Curr Osteoporos Rep. 2024 Feb;22(1):165-176. doi: 10.1007/s11914-023-00847-x. Epub 2024 Jan 29.
This review examines the linked pathophysiology of Alzheimer's disease/related dementia (AD/ADRD) and bone disorders like osteoporosis. The emphasis is on "inflammaging"-a low-level inflammation common to both, and its implications in an aging population.

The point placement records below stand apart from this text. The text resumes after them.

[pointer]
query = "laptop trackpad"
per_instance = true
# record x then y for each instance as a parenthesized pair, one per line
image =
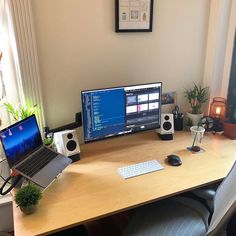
(45, 176)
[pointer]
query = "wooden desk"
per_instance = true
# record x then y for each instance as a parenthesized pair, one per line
(91, 188)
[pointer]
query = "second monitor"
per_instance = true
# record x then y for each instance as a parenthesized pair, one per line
(121, 110)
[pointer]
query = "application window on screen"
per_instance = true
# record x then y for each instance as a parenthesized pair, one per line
(115, 111)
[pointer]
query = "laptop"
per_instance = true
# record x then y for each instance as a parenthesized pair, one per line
(27, 155)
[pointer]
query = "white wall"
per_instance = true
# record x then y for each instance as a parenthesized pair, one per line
(78, 49)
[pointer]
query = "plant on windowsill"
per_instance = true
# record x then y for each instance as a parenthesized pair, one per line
(19, 111)
(196, 97)
(27, 198)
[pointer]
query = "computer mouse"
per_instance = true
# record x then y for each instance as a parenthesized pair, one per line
(174, 160)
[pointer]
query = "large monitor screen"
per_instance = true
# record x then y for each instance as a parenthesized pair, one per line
(115, 111)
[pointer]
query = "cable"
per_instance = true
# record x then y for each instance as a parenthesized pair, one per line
(17, 179)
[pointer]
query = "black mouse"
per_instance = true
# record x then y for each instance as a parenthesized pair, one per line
(174, 160)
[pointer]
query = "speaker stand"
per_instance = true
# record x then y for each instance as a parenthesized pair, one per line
(75, 157)
(166, 136)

Aging intensifies both ADRD and bone deterioration. Notably, ADRD patients have a heightened fracture risk, impacting morbidity and mortality, though it is uncertain if fractures worsen ADRD. Therapeutically, agents targeting inflammation pathways, especially Nuclear factor kappa-light-chain-enhancer of activated B cells (NF-kB) and TNF-α, appear beneficial for both conditions. Additionally, treatments like Sirtuin 1 (SIRT-1), known for anti-inflammatory and neuroprotective properties, are gaining attention. The interconnectedness of AD/ADRD and bone health necessitates a unified treatment approach. By addressing shared mechanisms, we can potentially transform therapeutic strategies, enriching our understanding and refining care in our aging society. This review article is part of a series of multiple manuscripts designed to determine the utility of using artificial intelligence for writing scientific reviews.
本综述探讨阿尔茨海默病/相关痴呆(AD/ADRD)与骨质疏松等骨疾病之间相关的病理生理学。重点在于“炎症衰老”——二者共有的一种低度炎症,及其在老年人群中的影响。
衰老会加剧ADRD和骨质恶化。值得注意的是,ADRD患者骨折风险增加,这会影响发病率和死亡率,不过骨折是否会使ADRD恶化尚不确定。在治疗方面,针对炎症途径的药物,尤其是活化B细胞核因子κB(NF-κB)和肿瘤坏死因子-α(TNF-α),似乎对这两种病症都有益。此外,具有抗炎和神经保护特性的沉默调节蛋白1(SIRT-1)等治疗方法也受到关注。AD/ADRD与骨骼健康的相互关联需要统一的治疗方法。通过解决共同机制,我们有可能改变治疗策略,增进我们的理解,并在老龄化社会中优化护理。这篇综述文章是一系列多篇手稿的一部分,这些手稿旨在确定使用人工智能撰写科学综述的效用。